Friday, 2 April 2004
The Rise of non-Archimedean Mathematics and the Roots of a Misconception I:
the Emergence of non-Archimedean Grössensysteme

Philip Ehrlich
Ohio University
12:05 pm, 817R Cathedral of Learning

Abstract: In his paper Recent Work On The Principles of Mathematics, which appeared in 1901, Bertrand Russell reported that the three central problems of traditional mathematical philosophy--the nature of the infinite, the nature of the infinitesimal, and the nature of the continuum--had all been “completely solved” [1901, p. 89]. Indeed, as Russell went on to add: “The solutions, for those acquainted with mathematics, are so clear as to leave no longer the slightest doubt or difficulty” [1901, p. 89]. According to Russell, the structure of the infinite and the continuum were completely revealed by Cantor and Dedekind, and the concept of an infinitesimal had been found to be incoherent and was “banish[ed] from mathematics” through the work of Weierstrass and others [1901, pp. 88, 90]. These themes were reiterated in Russell’s often reprinted Mathematics and the Metaphysician [1918], and further developed in both editions of Russell’s The Principles of Mathematics [1903; 1937], the works which perhaps more than any other helped to promulgate these ideas among historians and philosophers, of mathematics. In the two editions of the latter work, however, the banishment of infinitesimals that Russell spoke of in 1901 was given an apparent theoretical urgency. No longer was it simply that “nobody could discover what the infinitely little might be,” [1901, p. 90] but rather, according to Russell, the kinds of infinitesimals that had been of principal interest to mathematicians were shown to be either “mathematical fictions” whose existence would imply a contradiction [1903, p. 336; 1937, p. 336] or, outright “self-contradictory,” as in the case of an infinitesimal line segment [1903, p. 368; 1937, p. 368].
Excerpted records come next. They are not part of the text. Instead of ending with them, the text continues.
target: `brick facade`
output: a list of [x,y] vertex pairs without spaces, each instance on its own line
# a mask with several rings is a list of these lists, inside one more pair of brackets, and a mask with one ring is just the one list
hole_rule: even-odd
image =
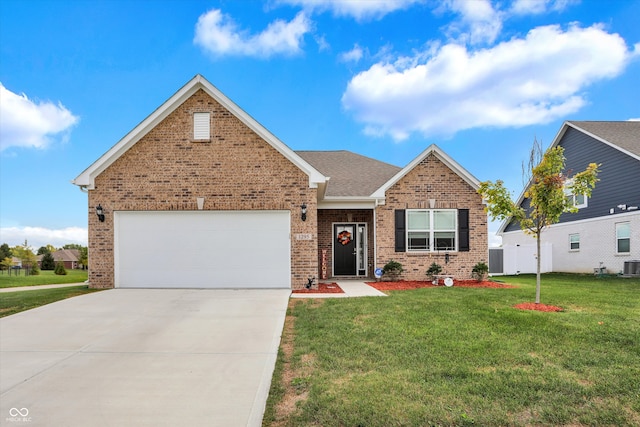
[[[211,113],[209,142],[193,142],[194,112]],[[91,287],[114,286],[114,211],[196,210],[196,198],[204,197],[204,210],[289,210],[291,283],[300,288],[318,274],[316,191],[303,171],[199,90],[96,177],[89,191]],[[104,222],[95,215],[98,204]],[[179,251],[149,248],[167,249]]]
[[[428,209],[429,199],[435,208],[469,209],[469,252],[445,253],[395,252],[396,209]],[[482,198],[459,175],[442,163],[434,154],[426,156],[386,192],[386,203],[376,208],[376,266],[383,267],[393,259],[402,263],[405,280],[425,280],[426,270],[435,262],[443,273],[456,278],[471,277],[471,269],[480,261],[488,262],[487,215]]]

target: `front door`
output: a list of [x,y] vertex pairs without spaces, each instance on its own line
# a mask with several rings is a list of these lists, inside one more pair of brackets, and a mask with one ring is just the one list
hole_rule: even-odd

In a fledgling work in progress I presented at the Center a number of years ago attention was drawn to just how misleading the just-cited views of Russell are vis-à-vis late nineteenth-century mathematics and to just how mischievous those views of Russell have been. Having now completed a significant portion of that work, my talk will fill in some of the gaps contained in my earlier talk.